Rural communities carry with them a long line of history. St. John’s Catholic Church in Table Rock, Nebraska was built in 1877 and is one of the oldest churches in Southeast Nebraska. The church has large murals covering the interior that were painted by a displaced immigrant from Russia in appreciation for refuge in the small community. He used his artistic talents to create on plain wallboard an illusion of marble walls, pillars, and curtains. Most striking is the large mural behind the altar. Some of the original pews and church furniture remain and the Church’s interior is as it was when used for religious services.
The Table Rock Historical Society and Museum, Inc. wanted to preserve the church’s history with the creation of St. John’s Catholic Church Museum where the art and beauty of the church could be admired.
USDA Rural Development was pleased to assist the Historical Society with $50,000 matched by the Historical Society to renovate the church as a museum. The funds provided for renovations that included replacement of the footings and foundation, new interior and exterior paint and the installation of a new roof and doors. The stained glass windows were repaired and the statues restored.

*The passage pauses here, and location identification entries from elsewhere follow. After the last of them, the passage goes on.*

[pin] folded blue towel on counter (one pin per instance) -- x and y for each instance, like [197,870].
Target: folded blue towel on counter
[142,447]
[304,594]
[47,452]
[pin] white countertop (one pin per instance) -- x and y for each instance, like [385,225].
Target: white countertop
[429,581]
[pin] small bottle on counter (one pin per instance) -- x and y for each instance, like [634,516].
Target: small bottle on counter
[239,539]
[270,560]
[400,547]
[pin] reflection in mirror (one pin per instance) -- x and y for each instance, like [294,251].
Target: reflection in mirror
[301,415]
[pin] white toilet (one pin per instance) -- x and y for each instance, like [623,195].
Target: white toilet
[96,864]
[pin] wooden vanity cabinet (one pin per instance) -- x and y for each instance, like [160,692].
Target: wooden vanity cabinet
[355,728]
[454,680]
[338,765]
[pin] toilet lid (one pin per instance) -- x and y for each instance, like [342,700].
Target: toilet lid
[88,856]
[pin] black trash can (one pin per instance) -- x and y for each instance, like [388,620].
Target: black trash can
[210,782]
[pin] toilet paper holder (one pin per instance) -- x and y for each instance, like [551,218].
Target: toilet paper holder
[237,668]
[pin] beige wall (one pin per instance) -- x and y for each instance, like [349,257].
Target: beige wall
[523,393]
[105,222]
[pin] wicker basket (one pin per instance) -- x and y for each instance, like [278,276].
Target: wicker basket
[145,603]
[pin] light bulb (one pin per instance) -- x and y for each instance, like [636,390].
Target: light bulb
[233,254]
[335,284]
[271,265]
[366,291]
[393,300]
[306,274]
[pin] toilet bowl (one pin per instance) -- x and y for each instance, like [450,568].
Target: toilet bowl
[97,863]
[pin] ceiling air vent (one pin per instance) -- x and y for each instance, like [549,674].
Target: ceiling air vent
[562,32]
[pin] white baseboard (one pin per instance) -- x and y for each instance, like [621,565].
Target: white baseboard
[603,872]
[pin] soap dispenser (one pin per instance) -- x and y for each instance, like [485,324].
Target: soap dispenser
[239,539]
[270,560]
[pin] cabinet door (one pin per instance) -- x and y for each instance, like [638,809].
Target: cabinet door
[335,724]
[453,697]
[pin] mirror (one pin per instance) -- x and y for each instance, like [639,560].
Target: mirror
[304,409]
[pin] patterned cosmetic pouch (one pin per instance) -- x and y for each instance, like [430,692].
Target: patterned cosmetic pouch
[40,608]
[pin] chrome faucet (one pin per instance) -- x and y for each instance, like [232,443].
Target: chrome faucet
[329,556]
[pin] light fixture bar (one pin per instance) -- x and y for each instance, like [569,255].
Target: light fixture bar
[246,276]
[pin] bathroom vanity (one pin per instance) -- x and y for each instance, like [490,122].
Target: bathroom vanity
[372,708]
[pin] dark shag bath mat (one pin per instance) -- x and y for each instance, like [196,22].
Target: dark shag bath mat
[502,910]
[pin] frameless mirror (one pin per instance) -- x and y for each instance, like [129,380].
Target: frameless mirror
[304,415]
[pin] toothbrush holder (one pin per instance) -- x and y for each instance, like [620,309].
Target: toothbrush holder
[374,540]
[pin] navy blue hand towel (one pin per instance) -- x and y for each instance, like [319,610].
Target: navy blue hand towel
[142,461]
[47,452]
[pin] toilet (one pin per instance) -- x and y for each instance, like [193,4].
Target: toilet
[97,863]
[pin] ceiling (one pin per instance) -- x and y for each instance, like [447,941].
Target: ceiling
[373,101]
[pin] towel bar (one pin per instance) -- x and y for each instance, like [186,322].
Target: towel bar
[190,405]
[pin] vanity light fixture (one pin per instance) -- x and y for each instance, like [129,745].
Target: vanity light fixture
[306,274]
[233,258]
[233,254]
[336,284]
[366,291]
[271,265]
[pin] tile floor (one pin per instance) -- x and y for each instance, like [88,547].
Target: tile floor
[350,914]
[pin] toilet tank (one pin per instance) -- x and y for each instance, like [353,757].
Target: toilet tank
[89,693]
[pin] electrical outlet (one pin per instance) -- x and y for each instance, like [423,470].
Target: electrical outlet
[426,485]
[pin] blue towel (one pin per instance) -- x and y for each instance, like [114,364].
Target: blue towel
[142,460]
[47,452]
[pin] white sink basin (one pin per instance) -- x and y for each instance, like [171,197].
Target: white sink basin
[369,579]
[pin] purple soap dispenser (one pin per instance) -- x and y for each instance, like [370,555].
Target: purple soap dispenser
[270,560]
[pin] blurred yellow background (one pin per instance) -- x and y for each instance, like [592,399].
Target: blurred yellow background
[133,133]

Additionally, the interior wood floor was refurbished.
“The preservation of history is important as it traces the footsteps of the past for present and future generations,” said Nebraska State Rural Development Director Maxine Moul.
“The Historical Society felt it was important to preserve this piece of history for our community. The church has a fascinating history and is unique in many ways,” said Board Member Kim Vrtiska, of Table Rock Historical Society and Museum, Inc.
The museum was dedicated on May 25, 2013.